In this review, 30 recent works on the application of deep learning models to retinal images for the prediction of cardiovascular disease have been described. The main paper’s contributions are an updated (to the best of our knowledge) literature survey of the main methods to automatically predict CVDs from RFI images, a review of the main datasets used (with a specific focus on the main features of the publicly available ones) and a summary of the available experimental results. We provide a taxonomy of these methods depending on the target approach. Specifically. in the last two years, the number of publications on the subject has been prolific, which proves the general interest of the research community in the subject. Already, successful deep learning architectures in other fields are being migrated and applied to medical image analysis, and medical and deep learning practitioners are joining efforts, which is increasing the number of studies with promising results. The reviewed methods use very different data sources and strategies to reach the diagnosis of CVD. Therefore, it is difficult to compare the performance of each method from an objective point of view.

There are still classical deep learning obstacles to avoid. Future challenges will deal with data availability and model improvements. Even though some of the works reviewed here had considerably large image datasets, data accessibility is still very limited.
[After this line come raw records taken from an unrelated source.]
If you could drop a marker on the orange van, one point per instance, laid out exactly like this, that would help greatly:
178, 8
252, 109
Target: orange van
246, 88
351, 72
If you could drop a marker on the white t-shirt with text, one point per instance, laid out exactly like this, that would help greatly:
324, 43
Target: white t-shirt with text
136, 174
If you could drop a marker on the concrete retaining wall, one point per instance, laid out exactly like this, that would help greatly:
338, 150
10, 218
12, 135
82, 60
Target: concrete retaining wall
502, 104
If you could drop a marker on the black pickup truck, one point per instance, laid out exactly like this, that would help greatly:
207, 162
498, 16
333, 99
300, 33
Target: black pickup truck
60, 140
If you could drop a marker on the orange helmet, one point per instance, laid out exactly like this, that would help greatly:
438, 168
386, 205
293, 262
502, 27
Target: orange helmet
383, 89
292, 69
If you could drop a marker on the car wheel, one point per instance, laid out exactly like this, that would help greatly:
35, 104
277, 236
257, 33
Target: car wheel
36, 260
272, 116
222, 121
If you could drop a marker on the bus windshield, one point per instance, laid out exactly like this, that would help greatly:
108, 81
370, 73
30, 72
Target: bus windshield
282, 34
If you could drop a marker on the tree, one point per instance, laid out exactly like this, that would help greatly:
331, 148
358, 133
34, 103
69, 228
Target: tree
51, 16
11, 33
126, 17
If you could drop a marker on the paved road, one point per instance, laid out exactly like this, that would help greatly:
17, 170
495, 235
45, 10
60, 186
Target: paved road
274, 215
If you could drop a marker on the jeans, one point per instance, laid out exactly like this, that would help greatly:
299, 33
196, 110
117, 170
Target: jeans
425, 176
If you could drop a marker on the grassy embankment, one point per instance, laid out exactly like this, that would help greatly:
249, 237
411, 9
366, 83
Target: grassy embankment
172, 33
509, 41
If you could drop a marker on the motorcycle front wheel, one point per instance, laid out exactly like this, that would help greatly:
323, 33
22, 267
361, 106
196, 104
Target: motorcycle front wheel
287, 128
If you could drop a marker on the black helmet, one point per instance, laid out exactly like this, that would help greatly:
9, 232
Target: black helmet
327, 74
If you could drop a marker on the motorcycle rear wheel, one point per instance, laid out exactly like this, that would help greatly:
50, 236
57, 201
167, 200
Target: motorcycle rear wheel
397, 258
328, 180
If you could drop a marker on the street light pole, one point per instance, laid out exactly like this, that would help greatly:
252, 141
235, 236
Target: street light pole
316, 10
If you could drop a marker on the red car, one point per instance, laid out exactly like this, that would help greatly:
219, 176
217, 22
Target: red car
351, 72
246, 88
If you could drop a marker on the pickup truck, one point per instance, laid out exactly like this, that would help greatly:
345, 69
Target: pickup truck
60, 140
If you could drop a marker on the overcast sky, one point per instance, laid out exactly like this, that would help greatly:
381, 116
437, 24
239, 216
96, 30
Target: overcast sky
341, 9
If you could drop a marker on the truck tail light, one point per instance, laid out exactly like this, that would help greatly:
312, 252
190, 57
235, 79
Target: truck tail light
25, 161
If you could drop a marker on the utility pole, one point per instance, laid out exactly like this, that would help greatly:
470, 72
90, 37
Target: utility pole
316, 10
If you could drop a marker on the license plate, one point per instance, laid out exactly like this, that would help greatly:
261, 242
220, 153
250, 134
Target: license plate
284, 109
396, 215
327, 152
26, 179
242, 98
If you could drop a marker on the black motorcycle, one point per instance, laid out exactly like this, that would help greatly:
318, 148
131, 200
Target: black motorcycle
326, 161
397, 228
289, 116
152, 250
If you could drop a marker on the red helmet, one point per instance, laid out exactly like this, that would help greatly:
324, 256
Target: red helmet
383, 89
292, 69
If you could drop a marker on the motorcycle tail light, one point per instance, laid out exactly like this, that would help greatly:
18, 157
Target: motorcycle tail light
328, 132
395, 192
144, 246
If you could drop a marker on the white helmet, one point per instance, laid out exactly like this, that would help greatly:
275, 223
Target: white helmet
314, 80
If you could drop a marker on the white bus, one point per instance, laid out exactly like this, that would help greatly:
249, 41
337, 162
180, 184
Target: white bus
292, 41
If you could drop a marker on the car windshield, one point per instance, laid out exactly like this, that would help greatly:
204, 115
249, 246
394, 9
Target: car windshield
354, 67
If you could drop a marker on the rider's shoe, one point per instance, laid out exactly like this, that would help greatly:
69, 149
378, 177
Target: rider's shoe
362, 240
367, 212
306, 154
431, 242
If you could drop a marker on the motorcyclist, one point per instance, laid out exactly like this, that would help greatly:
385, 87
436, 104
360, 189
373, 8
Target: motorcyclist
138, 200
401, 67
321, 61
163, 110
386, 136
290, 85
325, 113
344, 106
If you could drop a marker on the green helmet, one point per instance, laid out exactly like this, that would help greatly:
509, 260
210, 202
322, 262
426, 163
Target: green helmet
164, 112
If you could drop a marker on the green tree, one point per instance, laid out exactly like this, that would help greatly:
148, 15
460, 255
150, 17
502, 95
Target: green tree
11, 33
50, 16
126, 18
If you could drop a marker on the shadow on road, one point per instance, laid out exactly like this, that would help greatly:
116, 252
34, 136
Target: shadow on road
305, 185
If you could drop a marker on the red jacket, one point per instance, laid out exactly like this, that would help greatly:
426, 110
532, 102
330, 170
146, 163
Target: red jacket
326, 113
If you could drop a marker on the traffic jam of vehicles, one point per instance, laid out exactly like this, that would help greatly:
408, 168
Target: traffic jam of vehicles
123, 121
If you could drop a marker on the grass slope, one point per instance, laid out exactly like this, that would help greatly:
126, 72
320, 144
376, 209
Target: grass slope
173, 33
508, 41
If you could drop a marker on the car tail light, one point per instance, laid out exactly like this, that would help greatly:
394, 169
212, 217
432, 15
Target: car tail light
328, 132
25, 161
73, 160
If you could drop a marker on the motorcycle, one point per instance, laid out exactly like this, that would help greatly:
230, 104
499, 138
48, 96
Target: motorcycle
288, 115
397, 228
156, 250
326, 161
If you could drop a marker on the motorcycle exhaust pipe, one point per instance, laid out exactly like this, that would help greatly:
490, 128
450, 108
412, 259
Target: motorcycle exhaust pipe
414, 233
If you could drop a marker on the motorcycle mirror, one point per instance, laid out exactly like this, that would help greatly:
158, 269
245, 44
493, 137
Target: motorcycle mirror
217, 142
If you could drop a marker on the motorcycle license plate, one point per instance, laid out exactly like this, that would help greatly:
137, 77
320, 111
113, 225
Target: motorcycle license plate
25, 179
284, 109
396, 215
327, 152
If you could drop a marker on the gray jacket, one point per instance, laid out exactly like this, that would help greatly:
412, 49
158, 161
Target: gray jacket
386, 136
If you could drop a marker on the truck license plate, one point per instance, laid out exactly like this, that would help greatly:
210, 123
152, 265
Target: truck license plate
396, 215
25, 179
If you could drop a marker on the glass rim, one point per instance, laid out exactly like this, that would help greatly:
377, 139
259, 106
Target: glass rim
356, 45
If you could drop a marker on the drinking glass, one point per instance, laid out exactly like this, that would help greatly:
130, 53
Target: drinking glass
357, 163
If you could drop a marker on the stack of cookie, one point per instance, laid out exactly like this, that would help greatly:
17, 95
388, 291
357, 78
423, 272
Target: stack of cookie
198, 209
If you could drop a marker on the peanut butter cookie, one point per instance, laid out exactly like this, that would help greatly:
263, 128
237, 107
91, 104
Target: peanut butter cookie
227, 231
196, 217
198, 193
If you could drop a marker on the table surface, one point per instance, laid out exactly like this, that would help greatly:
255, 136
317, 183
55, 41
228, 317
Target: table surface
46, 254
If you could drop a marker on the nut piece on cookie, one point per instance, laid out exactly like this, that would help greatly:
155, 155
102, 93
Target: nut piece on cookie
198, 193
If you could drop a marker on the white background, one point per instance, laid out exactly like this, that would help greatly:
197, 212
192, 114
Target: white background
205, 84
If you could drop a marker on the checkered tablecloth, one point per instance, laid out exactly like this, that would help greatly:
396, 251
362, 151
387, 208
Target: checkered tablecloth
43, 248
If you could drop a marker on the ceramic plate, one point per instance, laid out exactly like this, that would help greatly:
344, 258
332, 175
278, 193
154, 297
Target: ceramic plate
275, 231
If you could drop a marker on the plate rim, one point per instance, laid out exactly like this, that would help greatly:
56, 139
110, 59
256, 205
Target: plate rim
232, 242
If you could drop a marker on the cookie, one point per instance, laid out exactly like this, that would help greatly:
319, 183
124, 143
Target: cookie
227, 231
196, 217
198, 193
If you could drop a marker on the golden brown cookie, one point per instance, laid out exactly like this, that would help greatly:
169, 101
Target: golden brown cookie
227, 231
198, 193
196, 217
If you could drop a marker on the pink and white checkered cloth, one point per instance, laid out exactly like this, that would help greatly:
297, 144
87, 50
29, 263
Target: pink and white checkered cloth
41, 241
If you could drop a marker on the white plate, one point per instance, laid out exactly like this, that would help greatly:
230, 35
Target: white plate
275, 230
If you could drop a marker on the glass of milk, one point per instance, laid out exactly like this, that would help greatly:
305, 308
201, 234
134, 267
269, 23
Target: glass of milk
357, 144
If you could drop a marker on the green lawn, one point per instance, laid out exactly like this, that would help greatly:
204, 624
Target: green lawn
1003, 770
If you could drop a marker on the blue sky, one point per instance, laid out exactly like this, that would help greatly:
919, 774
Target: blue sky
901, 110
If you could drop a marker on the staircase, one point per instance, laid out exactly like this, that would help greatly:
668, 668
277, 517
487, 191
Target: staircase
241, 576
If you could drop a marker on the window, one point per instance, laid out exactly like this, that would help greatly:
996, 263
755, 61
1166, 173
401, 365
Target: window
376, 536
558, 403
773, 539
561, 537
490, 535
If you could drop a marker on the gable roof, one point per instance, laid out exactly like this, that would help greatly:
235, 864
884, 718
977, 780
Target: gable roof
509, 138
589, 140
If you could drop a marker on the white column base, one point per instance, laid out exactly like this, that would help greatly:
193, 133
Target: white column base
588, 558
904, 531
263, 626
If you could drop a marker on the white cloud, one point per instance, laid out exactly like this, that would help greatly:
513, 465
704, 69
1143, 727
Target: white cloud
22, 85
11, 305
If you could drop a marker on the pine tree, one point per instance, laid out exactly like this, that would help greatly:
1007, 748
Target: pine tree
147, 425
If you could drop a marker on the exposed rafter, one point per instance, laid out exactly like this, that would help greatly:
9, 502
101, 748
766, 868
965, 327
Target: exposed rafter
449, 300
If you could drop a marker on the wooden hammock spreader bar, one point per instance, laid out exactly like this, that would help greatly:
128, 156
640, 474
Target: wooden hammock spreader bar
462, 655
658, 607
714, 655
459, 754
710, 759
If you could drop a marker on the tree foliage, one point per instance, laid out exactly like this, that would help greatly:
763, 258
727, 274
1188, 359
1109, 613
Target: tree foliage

The results in some of the works can be significantly improved by gathering more clinical data (increasing the number of patients). Along the same line, there is sometimes a lack of reproducibility in studies, which slows progress in similar research. Moreover, there is a trade-off between computing consumption and image resolution; therefore, all images are resized. Higher resolution in relevant discriminating information within retinal images (thickness, dimension, tortuosity of the vessels, etc.) would increase the model specialization capability. Finally, the black-box nature of the learning task involves difficulty in clearly understanding which parts of the image influenced the predictions of the networks. Applying deep learning models in real clinical settings would require better explainable models attached to deep learning algorithms to provide enough evidence of its decision-making process. It is necessary to isolate other pathological factors that may be influencing the decisions of DL methods in the diagnosis of cardiovascular events, such as diabetic patients. Moreover, it is desirable that automated diagnosis systems could provide an easily interpretable explanation behind their predictions that clinicians can understand and trust.

Finally, the methods reviewed here are able to predict, in the best of cases, CVD, tackling a binary classification problem. There is still a lot of effort to be made in the future, so DL methods are able to classify the type of cardiovascular disease with the detail provided in Section 2.1. Accurately categorizing the type of CVD is crucial for efficient clinical treatment.